October 14th, 2007
Tiny Dancer
[originally recorded September 24th, 2007]
And I think about what it must have been like in 1981. The sky grey, a slight blue tint to the buildings and people’s skin. Cars made less of plastic and more of metal. Cigarettes, numbers, The Wall Street Journal. My grandparents brought me a BOSCH-labelled racing car from Denmark.
and a camera that has seen the world
The smooth, black metal. The serial number engraved into the back of the body, painted white letters bright as the day they were pressed.

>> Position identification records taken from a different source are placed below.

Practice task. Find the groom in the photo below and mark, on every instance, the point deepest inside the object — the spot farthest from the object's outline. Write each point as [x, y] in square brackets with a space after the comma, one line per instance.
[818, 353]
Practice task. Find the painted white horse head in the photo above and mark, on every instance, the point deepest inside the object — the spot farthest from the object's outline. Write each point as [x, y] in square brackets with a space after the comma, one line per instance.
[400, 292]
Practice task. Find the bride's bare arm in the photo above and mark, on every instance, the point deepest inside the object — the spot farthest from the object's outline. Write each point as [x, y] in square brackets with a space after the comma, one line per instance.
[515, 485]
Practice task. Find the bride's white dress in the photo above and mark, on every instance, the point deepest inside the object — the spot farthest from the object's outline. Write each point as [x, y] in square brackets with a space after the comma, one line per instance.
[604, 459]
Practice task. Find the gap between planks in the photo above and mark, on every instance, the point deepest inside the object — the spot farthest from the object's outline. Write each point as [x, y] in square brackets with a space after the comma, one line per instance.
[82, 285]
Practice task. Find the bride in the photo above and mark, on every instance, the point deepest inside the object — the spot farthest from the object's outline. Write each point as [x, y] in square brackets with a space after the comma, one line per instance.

I breathe on the stock 50mm f/1.8, and the fog recedes slowly across the iridescent glass. I think about late model automobiles and the leather seats in “The Grey Ghost”, my grandparents’ digitally-augmented Chrysler New Yorker. Donuts from Paul’s Bakery under the train tracks and the weathered Ralston-Purina check on top a red smokestack.
I go to the iPod with a burning thrust of nostalgia to listen to “Tiny Dancer”, but not finding it settle for “Goodbye Yellow Brick Road” and jump forward a couple years, falling into a drowning tide of medical complexes, dental offices and dry, latex gloves. Mom, Tony, and I at Chuck E. Cheese where I witnessed the horror of seeing The Beagles in a storeroom closet, wires hanging in silent death. The clown ball game we made a mockery of and eventually buying the motorized Tryptacon I pined over for so long.
Somewhere, twenty years ago, this moment was born in wool.